Karim fit son entrée ce même jour, à 10 h 30 précises,
conformément à son engagement antérieur. Ce qu’il
est convenu d’appeler « l’affaire de la prise d’otages de Nantes
» allait commencer… Elle permit de développer un dialogue
et un échange mutuels, entre les « preneurs » et les
« pris ». Au fil des heures, de chasser la peur et vaincre
l’incrédulité pour les remplacer par une sérénité
et une compréhension, inimaginables au sein même d’une institution
telle que la justice.
Dans ce climat, « l’opération » put se dérouler
sans vindicte particulière, ni d’un côté ni de l’autre,
et nul ne pensa jamais qu’elle eût pu dégénérer.

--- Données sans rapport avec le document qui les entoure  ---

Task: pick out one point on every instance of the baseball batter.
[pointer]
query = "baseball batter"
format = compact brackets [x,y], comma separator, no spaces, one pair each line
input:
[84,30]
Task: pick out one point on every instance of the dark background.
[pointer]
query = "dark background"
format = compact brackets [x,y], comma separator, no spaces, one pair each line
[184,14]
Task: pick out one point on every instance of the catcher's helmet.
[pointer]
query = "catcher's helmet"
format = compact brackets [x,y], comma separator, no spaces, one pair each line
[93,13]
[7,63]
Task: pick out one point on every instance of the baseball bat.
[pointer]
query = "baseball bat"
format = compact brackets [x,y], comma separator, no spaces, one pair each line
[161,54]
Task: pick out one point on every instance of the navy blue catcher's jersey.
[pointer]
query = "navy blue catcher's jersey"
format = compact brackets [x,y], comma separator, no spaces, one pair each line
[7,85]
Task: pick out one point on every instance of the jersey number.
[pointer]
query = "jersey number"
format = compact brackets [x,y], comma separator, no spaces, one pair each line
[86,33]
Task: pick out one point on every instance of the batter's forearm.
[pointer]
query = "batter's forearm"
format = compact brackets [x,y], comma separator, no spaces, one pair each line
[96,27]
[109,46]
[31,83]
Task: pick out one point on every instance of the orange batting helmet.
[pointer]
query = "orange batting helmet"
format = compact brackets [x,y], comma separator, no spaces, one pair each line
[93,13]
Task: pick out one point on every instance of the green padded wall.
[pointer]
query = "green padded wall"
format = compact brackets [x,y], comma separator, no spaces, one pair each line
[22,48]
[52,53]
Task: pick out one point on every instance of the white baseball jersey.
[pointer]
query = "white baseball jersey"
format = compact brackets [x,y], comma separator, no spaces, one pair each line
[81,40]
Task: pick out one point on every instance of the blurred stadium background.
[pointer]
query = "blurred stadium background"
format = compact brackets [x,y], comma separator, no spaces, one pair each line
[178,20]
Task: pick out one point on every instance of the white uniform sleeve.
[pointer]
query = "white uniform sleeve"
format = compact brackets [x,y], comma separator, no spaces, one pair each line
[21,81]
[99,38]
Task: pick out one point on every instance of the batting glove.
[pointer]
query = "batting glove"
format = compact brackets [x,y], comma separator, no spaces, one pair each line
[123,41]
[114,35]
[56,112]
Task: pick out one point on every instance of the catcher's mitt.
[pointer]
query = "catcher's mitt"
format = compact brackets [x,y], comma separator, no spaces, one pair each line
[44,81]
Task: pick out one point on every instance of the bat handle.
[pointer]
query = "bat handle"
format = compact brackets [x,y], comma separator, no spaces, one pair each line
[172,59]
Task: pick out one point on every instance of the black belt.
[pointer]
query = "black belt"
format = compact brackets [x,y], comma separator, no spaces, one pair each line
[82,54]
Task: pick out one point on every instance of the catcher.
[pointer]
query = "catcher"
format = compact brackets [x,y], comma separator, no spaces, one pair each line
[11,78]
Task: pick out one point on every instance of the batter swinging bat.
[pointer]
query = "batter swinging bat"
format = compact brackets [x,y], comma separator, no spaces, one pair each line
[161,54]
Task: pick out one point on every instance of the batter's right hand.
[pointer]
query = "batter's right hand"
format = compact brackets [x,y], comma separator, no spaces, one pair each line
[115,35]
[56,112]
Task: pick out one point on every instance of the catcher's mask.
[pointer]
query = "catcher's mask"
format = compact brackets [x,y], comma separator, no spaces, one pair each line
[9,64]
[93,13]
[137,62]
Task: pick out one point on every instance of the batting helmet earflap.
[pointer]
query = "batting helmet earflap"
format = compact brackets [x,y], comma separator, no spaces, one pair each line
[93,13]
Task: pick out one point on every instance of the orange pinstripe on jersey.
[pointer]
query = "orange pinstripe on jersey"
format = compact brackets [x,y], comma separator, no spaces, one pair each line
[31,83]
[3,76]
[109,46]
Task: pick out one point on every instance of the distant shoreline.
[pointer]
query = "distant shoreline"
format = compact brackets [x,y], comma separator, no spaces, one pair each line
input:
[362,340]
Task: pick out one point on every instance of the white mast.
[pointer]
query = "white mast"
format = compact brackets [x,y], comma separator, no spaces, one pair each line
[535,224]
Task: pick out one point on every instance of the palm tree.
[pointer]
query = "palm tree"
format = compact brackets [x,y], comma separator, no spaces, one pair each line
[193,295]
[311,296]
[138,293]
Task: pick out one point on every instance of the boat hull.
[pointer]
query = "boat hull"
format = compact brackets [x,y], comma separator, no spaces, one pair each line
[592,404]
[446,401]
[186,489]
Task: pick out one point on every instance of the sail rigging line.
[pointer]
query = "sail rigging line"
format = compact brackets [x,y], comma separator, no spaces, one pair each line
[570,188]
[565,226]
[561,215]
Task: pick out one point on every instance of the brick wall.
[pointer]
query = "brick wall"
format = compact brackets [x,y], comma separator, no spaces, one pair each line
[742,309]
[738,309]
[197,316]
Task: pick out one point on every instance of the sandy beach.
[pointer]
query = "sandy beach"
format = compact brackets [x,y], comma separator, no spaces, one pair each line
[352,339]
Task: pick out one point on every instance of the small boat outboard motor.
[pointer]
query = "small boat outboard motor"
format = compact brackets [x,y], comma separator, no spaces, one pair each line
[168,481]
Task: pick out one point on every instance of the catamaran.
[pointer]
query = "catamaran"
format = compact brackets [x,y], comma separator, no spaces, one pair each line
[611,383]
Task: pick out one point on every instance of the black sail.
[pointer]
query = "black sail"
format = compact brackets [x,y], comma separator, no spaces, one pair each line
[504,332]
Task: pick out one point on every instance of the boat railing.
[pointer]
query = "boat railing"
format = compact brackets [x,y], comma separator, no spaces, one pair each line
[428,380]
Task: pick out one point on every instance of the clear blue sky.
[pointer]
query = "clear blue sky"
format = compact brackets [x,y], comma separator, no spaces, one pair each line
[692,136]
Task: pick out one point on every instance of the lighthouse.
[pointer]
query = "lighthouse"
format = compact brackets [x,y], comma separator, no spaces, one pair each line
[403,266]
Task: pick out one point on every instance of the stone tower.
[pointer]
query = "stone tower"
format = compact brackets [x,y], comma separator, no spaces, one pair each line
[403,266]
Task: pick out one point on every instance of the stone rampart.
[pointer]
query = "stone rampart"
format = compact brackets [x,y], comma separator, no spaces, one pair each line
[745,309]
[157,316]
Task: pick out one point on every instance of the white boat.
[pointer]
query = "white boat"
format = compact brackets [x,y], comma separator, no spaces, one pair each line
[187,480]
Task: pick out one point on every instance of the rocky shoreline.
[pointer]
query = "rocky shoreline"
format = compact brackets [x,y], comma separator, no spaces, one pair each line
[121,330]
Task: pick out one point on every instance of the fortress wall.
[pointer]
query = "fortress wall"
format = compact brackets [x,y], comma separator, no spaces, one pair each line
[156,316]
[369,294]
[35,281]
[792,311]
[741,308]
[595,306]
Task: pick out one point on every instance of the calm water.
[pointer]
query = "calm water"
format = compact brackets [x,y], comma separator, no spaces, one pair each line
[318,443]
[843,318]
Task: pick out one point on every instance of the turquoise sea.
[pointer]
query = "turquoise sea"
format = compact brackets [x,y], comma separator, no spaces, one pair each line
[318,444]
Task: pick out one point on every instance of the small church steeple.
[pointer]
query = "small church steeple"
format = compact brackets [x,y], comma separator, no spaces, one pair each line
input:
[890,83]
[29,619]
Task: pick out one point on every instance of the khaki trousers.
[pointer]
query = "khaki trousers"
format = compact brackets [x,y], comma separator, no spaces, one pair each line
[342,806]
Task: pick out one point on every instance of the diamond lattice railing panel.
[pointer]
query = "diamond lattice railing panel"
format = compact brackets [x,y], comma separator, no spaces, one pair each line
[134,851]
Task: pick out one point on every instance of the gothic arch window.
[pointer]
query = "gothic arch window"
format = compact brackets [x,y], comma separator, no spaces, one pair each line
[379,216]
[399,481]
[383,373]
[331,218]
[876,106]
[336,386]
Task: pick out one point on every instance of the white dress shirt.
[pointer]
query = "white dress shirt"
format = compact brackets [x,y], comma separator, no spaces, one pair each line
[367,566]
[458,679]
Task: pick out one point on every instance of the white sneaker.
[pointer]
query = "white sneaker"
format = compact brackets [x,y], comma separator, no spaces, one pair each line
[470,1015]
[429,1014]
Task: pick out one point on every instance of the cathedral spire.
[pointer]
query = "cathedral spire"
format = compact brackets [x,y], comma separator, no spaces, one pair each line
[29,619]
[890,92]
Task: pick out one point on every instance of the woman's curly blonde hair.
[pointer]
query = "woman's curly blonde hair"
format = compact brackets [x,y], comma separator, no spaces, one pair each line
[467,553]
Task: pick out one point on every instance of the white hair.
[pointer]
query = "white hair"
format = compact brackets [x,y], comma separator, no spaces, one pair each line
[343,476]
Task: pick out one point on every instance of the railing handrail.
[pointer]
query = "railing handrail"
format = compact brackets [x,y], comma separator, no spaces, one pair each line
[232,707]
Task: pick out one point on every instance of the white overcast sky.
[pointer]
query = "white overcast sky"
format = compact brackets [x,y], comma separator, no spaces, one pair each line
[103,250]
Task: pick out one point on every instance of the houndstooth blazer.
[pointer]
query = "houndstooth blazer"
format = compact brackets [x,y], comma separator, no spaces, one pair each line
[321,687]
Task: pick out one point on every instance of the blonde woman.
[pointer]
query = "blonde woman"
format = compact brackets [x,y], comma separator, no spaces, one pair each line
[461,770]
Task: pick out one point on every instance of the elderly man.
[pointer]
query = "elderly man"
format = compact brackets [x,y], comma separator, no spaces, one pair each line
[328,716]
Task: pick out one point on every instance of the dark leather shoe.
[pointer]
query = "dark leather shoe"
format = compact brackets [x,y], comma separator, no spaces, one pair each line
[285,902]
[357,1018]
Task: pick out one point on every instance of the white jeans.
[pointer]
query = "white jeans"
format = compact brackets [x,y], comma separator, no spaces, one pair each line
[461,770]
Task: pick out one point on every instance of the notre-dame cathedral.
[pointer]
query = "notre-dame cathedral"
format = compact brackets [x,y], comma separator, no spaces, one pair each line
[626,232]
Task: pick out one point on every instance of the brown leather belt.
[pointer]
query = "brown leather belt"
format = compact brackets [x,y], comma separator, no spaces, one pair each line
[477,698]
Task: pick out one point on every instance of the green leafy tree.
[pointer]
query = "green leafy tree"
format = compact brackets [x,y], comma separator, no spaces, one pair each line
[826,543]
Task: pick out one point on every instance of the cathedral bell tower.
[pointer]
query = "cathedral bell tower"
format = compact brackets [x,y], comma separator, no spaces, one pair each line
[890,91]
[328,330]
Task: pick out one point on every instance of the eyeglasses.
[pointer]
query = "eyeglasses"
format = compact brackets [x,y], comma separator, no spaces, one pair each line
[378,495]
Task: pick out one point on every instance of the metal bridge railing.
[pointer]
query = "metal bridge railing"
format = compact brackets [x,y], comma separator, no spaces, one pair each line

Nous nous retrouvâmes sans problèmes particuliers sur une
des pistes de l’aéroport de Nantes, dans l’hypothétique espoir
de nous envoler vers d’autres cieux…
Et pourtant, elle allait, hélas ! mal se terminer. Que certains
y aient perdu une fois de plus leur honneur et leur dignité ne saurait
étonner personne, mais leur forfaiture allait dramatiquement retomber
sur Karim.
Forfaiture : d’abord pour Joxe, préposé au ministère
de l’Intérieur au moment des faits. Il se transforma en signataire
invétéré : il se saisissait d’un arrêté
d’expulsion, le signait, en reprenait un autre, récidivait, l’adressant
en dernier ressort à Robert Broussard, ex-préfet en Corse,
chef des stipendiés du RAID, et néanmoins commissaire de
police. Finalement, il en signait un autre qu’il faisait parvenir aux services
de police, les uns étant censés rendre simultanément
caducs les autres. Joxe, en plus de ministre, était menteur. Broussard
reçut le sien le jeudi après-midi, 19 décembre, avec,
pour ordre, de ne le présenter aux intéressés qu’en
cas d’estimation de « blocage » de la situation. Il constata
effectivement celui-ci le lendemain, et, tel un Majax de la négociation,
fit surgir le fameux arrêté d’expulsion de sa poche, et me
le soumit. Il va de soi que je n’aurais su prendre de décision à
la place de Karim, et ce fut donc logiquement ce dernier qui traita directement
avec Robert. Mais, ledit Robert était un homme de parole et crut
devoir prendre des garanties supplémentaires quant aux affirmations
qu’il assénait à Karim. Il avait mis dans la confidence le
consul général du Maroc dès le début de l’après-midi
; ce dernier fut envoyer quérir à Rennes et conduit sous
bonne escorte à Nantes, où il résidait, puis, présenté
à Karim. Le consul confirma point par point les propos de Broussard
; on dépêcha des motards pour se procurer un Coran dans les
plus brefs délais, afin que le consul pût jurer dessus en
toute quiétude ! Karim serait expulsé en urgence absolue,
pour « troubles graves à l’ordre public » conformément
à la loi, vers une destination de son choix, bénéficiant
de la sorte du même traitement que messieurs Abou Daoud ou Wahid
Gordji. C’était la condition sine qua non de notre reddition. Elle
fut agréée par Karim, et, par voie de conséquence,
par Patrick Thiolet et moi-même. L’esprit de la négociation
s’appuyait sur le principe que les gens qui étaient en prison allaient
y rester, et que celui qui était venu libre allait le rester. Il
fut exposé à Karim qu’il devrait se soumettre aux formalités
administratives relatives à son expulsion.